September 14, 2017 01:12 PM
Imagine a tube that could suck unwanted fish out of Minnesota’s lakes and rivers.
It seems like a bizarre idea. But you might soon see it in practice in the Twin Cities.
On Wednesday, the Aquatic Invasive Species Research Center at the University of Minnesota showcased its research. This is the only time each year all scientists involved in stopping the spread of aquatic invasive species get together to share ideas.
One demonstration, in particular, attracted a lot of attention.
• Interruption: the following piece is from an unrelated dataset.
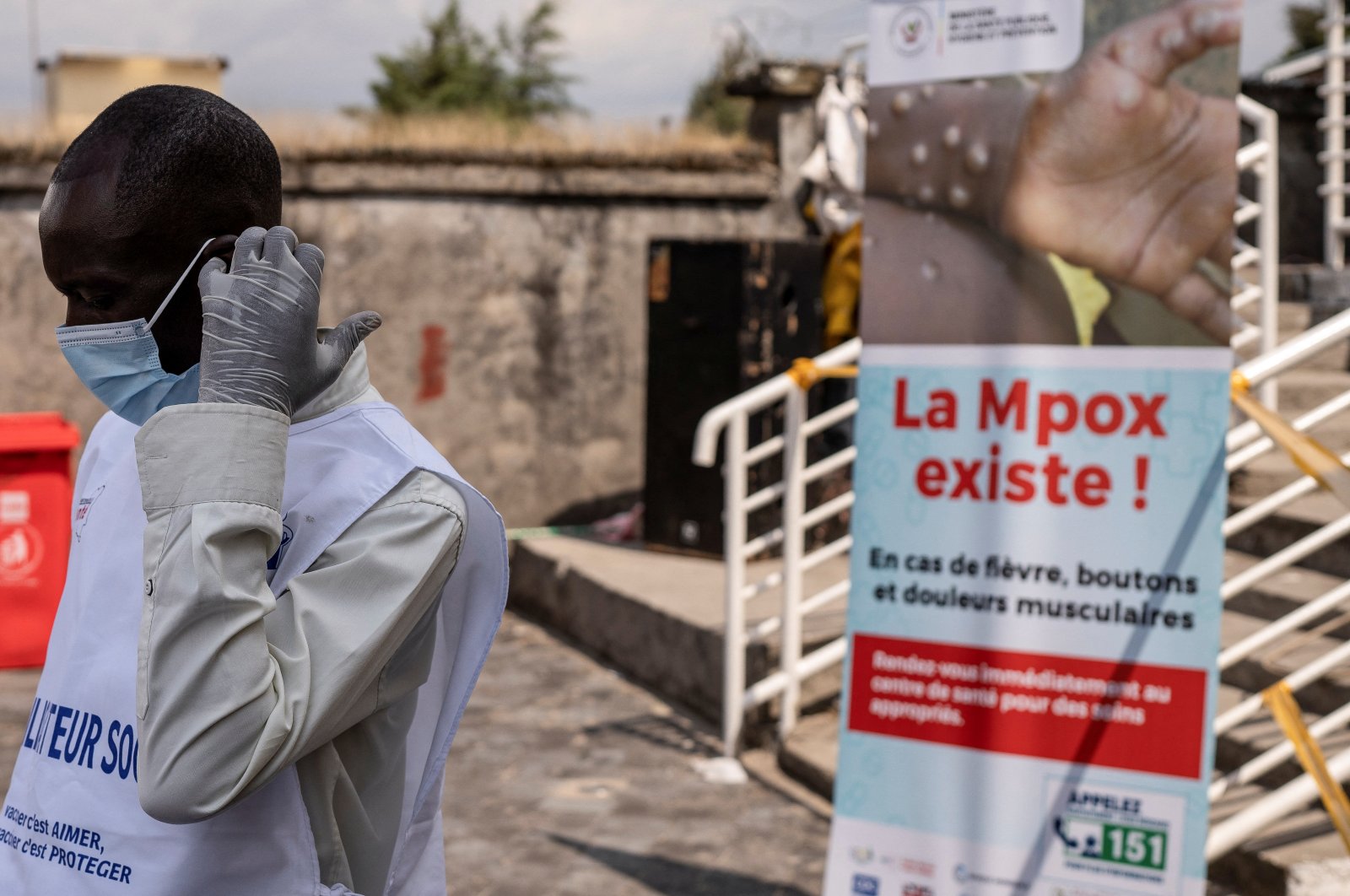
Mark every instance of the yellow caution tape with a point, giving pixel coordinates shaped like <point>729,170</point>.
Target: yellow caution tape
<point>1286,710</point>
<point>807,374</point>
<point>1310,455</point>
In the Pacific Northwest, it is nicknamed the Salmon Cannon.
A company called Whooshh Innovations developed it to transport migrating salmon over huge dams.
Researchers said the fish transport system can be used in Minnesota to get rid of invasive carp.
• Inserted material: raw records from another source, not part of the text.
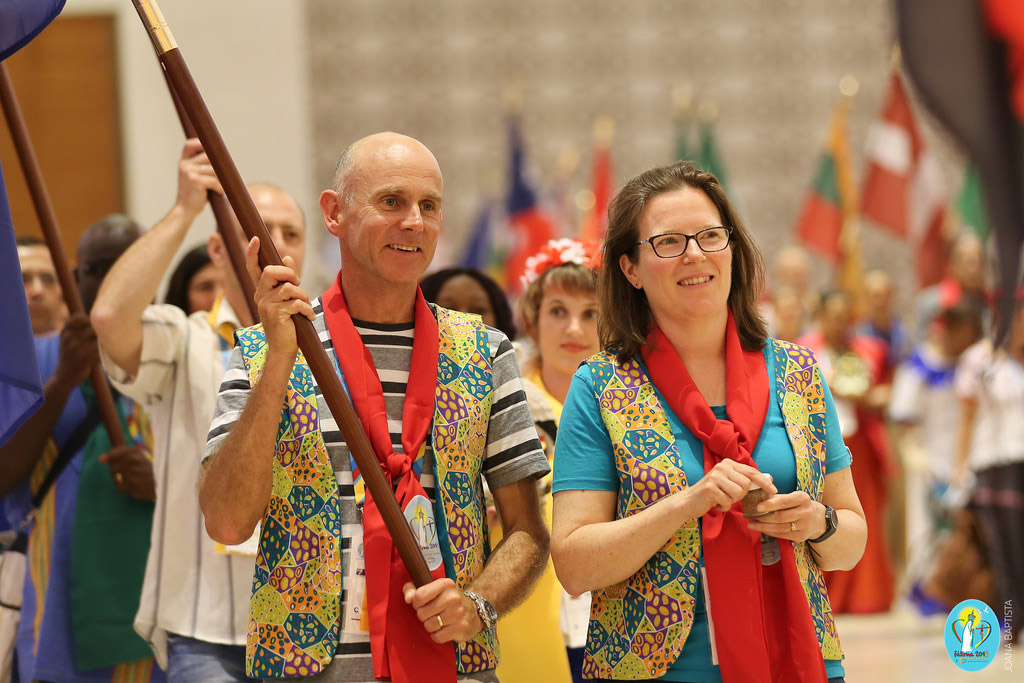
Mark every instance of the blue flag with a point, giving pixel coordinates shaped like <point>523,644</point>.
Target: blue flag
<point>20,20</point>
<point>20,387</point>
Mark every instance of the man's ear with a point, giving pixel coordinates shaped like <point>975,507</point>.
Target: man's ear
<point>331,206</point>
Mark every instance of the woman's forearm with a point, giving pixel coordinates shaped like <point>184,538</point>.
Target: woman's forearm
<point>843,549</point>
<point>604,553</point>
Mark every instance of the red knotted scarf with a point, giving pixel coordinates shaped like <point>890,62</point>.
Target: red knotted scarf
<point>763,627</point>
<point>402,650</point>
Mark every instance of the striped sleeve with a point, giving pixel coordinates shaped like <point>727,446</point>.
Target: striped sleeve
<point>231,399</point>
<point>513,451</point>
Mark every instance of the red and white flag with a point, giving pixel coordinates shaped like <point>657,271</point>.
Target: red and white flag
<point>903,191</point>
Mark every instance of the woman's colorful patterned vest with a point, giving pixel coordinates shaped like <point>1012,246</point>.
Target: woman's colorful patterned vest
<point>638,627</point>
<point>294,623</point>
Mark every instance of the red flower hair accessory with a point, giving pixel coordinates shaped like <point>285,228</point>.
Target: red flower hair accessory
<point>559,252</point>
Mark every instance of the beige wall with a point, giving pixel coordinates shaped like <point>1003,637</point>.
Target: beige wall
<point>249,60</point>
<point>291,83</point>
<point>439,70</point>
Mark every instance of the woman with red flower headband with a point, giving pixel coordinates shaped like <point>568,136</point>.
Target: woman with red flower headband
<point>558,309</point>
<point>688,408</point>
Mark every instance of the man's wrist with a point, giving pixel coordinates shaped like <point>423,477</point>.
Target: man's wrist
<point>485,611</point>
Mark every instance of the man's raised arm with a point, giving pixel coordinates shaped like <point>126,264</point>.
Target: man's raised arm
<point>131,285</point>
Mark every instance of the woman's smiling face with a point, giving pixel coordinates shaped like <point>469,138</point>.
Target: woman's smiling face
<point>693,285</point>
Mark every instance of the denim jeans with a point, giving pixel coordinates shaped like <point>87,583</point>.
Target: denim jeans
<point>189,660</point>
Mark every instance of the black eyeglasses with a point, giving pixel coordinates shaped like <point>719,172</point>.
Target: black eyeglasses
<point>671,245</point>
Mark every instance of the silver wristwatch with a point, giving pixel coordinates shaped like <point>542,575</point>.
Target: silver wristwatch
<point>485,610</point>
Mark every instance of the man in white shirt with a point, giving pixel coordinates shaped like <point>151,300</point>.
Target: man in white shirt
<point>195,602</point>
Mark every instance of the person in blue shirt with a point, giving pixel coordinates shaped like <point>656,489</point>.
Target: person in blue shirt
<point>46,645</point>
<point>688,409</point>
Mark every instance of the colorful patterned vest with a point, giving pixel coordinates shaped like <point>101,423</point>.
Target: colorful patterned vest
<point>294,623</point>
<point>638,628</point>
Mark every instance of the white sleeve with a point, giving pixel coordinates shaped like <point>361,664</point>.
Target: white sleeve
<point>165,329</point>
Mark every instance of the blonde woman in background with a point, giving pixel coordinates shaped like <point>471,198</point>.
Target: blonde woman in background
<point>558,310</point>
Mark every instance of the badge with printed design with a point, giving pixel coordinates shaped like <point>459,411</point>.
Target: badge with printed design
<point>972,635</point>
<point>420,515</point>
<point>354,621</point>
<point>248,548</point>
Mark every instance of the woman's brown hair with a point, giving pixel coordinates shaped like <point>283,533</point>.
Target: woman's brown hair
<point>626,316</point>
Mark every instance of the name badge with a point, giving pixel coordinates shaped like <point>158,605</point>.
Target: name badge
<point>355,620</point>
<point>248,548</point>
<point>420,515</point>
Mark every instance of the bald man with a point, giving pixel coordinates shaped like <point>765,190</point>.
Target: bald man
<point>196,595</point>
<point>441,397</point>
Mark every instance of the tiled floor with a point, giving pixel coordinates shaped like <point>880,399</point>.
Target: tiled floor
<point>900,646</point>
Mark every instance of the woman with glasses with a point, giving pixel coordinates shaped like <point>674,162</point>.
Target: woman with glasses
<point>688,409</point>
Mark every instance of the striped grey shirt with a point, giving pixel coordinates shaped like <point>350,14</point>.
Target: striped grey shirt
<point>513,451</point>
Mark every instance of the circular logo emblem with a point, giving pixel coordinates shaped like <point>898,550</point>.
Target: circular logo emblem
<point>972,635</point>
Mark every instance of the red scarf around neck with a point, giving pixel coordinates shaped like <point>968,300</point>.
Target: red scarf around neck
<point>402,650</point>
<point>763,626</point>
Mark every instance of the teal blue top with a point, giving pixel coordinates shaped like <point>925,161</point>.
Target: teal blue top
<point>585,461</point>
Todd Deligan with Whooshh Innovations said invasive carp could literally remove themselves from the water.
"That is the intent, absolutely," he said.
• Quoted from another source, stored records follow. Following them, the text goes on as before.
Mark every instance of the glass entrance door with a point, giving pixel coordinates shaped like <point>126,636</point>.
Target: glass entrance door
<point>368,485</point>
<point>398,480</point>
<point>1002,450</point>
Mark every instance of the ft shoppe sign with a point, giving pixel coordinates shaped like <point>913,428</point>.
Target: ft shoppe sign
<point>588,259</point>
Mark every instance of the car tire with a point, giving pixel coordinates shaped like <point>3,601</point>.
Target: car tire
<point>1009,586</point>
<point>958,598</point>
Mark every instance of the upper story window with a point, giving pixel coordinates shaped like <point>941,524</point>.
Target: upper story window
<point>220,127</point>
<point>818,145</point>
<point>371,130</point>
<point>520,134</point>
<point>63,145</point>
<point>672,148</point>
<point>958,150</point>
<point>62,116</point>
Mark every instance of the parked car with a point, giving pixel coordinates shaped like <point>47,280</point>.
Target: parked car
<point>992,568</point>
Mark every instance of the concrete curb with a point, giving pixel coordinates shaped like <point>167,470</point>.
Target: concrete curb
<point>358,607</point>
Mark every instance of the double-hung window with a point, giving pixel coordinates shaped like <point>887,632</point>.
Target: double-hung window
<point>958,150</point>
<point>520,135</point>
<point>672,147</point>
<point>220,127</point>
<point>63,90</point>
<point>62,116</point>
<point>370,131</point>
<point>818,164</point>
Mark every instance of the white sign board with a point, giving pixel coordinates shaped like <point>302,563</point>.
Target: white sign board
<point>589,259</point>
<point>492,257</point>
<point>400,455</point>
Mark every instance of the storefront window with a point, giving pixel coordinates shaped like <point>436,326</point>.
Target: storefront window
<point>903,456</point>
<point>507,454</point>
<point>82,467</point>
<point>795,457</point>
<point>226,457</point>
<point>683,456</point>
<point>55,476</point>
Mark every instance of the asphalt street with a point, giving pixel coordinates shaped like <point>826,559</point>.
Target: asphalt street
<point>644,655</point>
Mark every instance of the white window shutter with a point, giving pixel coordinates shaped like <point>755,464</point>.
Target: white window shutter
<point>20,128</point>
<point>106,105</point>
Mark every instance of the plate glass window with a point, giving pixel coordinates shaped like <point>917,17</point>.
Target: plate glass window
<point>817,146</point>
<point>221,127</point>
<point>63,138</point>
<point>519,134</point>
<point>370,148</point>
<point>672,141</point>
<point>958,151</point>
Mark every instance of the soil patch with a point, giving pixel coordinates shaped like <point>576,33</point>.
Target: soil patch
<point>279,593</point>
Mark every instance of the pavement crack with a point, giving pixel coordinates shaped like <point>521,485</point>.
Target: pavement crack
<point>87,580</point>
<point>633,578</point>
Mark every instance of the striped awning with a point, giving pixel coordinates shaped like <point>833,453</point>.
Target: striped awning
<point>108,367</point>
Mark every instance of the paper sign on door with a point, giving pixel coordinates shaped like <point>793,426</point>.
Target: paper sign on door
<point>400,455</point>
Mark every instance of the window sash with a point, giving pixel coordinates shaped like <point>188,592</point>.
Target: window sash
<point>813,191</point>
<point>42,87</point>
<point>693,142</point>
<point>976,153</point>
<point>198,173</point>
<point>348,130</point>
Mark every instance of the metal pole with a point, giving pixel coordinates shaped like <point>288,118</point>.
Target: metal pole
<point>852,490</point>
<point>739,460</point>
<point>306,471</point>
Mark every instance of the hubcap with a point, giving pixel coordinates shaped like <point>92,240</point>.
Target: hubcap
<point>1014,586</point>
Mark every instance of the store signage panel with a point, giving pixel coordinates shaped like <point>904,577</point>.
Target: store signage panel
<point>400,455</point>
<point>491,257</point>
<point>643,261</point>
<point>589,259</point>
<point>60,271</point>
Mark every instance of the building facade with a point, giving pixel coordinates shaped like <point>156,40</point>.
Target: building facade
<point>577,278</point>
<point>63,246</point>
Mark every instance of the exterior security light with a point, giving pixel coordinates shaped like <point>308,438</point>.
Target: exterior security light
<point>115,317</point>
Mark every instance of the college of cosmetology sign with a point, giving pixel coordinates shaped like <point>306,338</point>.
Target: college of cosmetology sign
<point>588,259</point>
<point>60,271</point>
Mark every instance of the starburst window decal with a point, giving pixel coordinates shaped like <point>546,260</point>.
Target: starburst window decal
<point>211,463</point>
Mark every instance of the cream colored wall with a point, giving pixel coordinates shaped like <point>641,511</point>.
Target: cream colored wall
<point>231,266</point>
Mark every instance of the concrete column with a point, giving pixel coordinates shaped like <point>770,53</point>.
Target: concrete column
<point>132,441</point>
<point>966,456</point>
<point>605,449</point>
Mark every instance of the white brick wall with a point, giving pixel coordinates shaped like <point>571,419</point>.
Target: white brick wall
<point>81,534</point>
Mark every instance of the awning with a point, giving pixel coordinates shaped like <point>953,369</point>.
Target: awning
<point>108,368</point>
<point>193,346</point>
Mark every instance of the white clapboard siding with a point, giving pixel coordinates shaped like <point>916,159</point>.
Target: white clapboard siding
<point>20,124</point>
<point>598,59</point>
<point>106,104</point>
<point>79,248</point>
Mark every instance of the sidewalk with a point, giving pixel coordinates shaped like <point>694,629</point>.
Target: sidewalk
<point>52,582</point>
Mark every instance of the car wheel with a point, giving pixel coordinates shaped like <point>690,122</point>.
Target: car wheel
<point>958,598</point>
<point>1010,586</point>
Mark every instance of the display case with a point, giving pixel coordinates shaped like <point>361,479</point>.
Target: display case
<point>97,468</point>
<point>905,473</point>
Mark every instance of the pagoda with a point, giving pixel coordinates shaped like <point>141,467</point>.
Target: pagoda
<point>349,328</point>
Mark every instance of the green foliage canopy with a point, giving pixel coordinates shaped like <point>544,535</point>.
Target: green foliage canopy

Here's how it works: migrating invasive carp swim into the tube, and they are then sucked out of the water.
Deligan said there is an underwater screening system to protect native fish.
"We in fact take pictures before they actually get to the tube themselves," he said. "From the scanning system, we then make a determination whether the fish is going to be bypassed; like an invasive species can be sent to a fertilizer truck and a native species can be sent to an appropriate tube for transport over any kind of distance that you want."
Whooshh Innovations said it has already created a system that transports salmon more than one-third of a mile over a 185-foot high dam.
Minnesota is the first state to use the Salmon Cannon to try and stop the spread of invasive carp species.
In March of 2018, AISRC scientists will put the fish transport system into Rice Creek - just upstream of Long Lake in New Brighton. March is the time of year when carp start to migrate to spawn.